Mitsel unsurların baş aktörü olan tanrı ve tanrıçaların sıfatları ile gezegenlerin fonksiyonelliği arasında bir örtüşme söz konusudur. Gezegenler ile tanrılar arasında ilişki kurulurken, burçlar ile yersel kahramanlar denkleştirilmiştir. Jung’a göre; “anima”, (tanrıça) ve “animus”,( tanrı) arketiplerinin göksel karşılıkları, eril ve dişil nitelik verilen gezegenlerdir.2 Mitolojilerin önemli bir bölümünün ay, güneş, gezegen ve burç döngüleriyle bağlantılı olduğu, Jung tarafından da ifade edilir.

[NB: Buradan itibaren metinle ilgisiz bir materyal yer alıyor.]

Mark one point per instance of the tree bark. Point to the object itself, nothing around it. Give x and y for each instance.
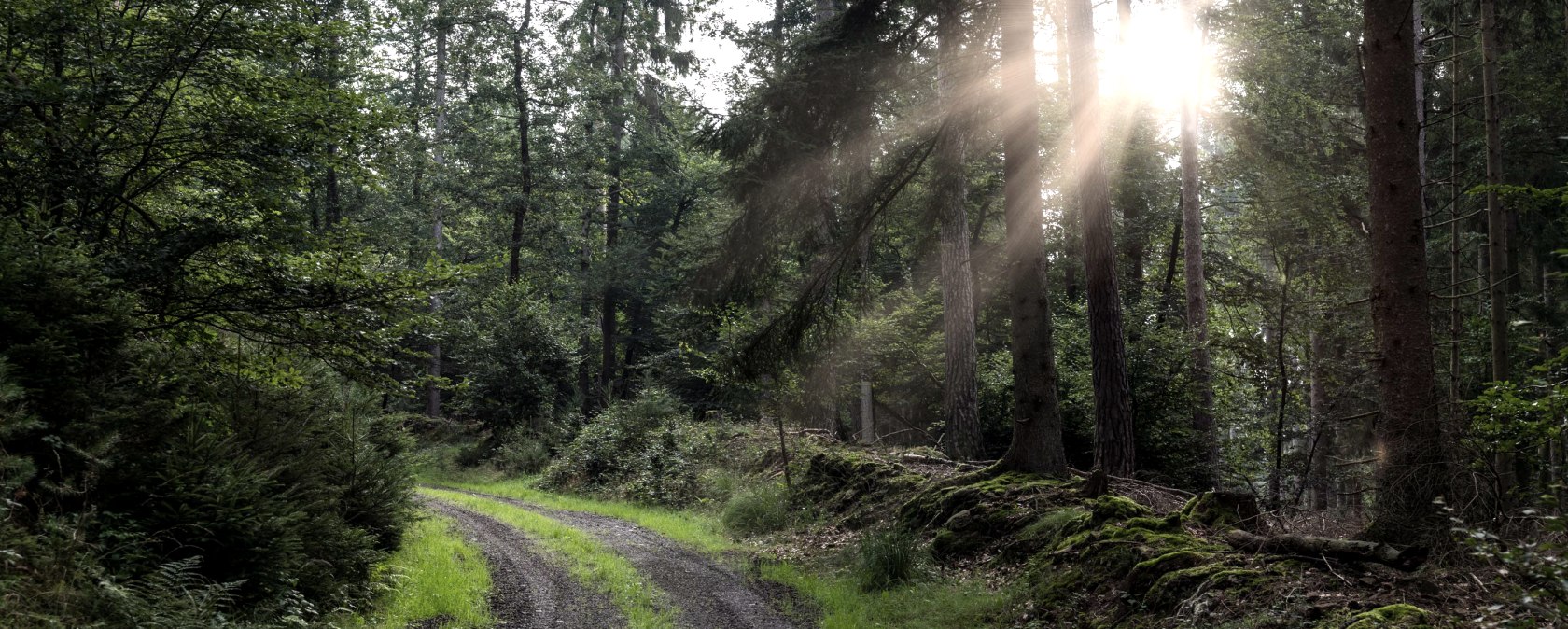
(524, 157)
(1197, 287)
(947, 198)
(436, 231)
(1113, 446)
(612, 211)
(1413, 467)
(1496, 225)
(1037, 417)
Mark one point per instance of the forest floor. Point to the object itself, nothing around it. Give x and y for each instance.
(534, 587)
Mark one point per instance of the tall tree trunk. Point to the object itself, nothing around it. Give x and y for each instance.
(612, 214)
(1113, 446)
(585, 311)
(436, 231)
(1496, 225)
(1323, 451)
(947, 198)
(1283, 391)
(1037, 417)
(524, 157)
(1197, 287)
(1413, 468)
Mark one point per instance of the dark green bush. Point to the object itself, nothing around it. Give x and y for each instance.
(641, 449)
(887, 559)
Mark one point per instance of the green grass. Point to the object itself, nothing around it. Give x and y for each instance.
(698, 530)
(933, 604)
(435, 573)
(590, 562)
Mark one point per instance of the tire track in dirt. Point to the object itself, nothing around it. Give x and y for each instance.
(527, 590)
(709, 594)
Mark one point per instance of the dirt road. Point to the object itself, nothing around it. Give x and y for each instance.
(707, 594)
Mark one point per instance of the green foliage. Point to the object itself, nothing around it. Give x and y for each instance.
(759, 509)
(887, 559)
(640, 449)
(1535, 568)
(518, 364)
(436, 573)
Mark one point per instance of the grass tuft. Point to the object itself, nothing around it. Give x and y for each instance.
(887, 559)
(436, 573)
(588, 560)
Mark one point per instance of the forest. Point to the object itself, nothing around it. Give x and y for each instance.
(783, 314)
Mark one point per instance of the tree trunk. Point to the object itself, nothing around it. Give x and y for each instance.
(1197, 289)
(612, 212)
(585, 311)
(1283, 391)
(947, 200)
(1413, 468)
(440, 156)
(1113, 447)
(1037, 419)
(1496, 225)
(524, 157)
(1319, 471)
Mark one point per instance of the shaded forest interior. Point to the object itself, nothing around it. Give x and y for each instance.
(264, 264)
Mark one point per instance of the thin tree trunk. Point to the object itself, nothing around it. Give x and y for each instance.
(1496, 225)
(1323, 451)
(1413, 468)
(1283, 391)
(585, 311)
(436, 231)
(1113, 446)
(612, 214)
(524, 157)
(1037, 419)
(1197, 287)
(947, 196)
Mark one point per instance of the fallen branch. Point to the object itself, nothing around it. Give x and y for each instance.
(1323, 548)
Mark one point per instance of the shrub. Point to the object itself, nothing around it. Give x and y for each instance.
(758, 510)
(521, 454)
(887, 559)
(640, 449)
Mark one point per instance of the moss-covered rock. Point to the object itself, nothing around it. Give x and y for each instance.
(852, 486)
(1393, 617)
(1224, 510)
(979, 511)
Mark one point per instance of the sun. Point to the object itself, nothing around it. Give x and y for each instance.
(1161, 62)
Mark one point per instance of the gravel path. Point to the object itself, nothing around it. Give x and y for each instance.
(709, 596)
(529, 592)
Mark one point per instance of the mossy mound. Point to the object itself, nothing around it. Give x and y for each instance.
(979, 511)
(1393, 617)
(1224, 510)
(1112, 555)
(852, 488)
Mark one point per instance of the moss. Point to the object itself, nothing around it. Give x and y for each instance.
(1222, 510)
(1111, 509)
(1390, 617)
(1145, 573)
(1175, 587)
(979, 511)
(850, 486)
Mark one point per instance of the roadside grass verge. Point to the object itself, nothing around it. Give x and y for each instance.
(436, 573)
(590, 562)
(698, 530)
(936, 604)
(922, 604)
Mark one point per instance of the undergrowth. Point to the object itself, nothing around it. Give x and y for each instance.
(590, 562)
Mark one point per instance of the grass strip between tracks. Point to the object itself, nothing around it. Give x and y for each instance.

Jung mitolojik imgeleri arketipler olarak niteler ve bu mistik sembollerin bilinçaltında şekillendiklerini ileri sürerek, metafizik alandan yansıyan mitolojik imgeleri, bilimsel bir çerçeve içine alır ve yorumlar. Ona göre; gezegenlerle ilişkilendirilen Tanrı ve Tanrıçalar, kolektif bilinç dışından yansıyan simgelerle ifade edilir. Ay, güneş ve diğer gezegenlere Tanrı ve Tanrıça isimleri verilmiştir. Buna göre; “ilk imgeler” (arketipler) Tanrı ve Tanrıçaların gezegensel sembolleridir
Kadim kültürlere ait mitolojilerdeki Tanrı ve Tanrıça karakterlerinin göksel yani gezegensel karşılıkları pek çok mitoloji araştırmacısı tarafından ortaya konmuştur. Örneğin Yunan mitolojisinde, Kronos Satürn’ün, Zeus Jüpiter’in, Ares Mars’ın, Afrodit Venüs’ün, Hermes Merkür’ün yersel izdüşümleri ve tanrı ve tanrıça arketipleridir. Aynı şekilde Sümer mitlerinde adı geçen tanrı ve tanrıçaların da gezegensel sembolleri vardır. Ninurta-Satürn, Marduk-Jüpiter, Nergal-Mars, Şamaş-Güneş, İştar (inanna)-Venüs, Nebo-Merkür ve Sin-Ay ile sembolize edilir.Bunların yanına Sami mitolojisini de ekleyebiliriz.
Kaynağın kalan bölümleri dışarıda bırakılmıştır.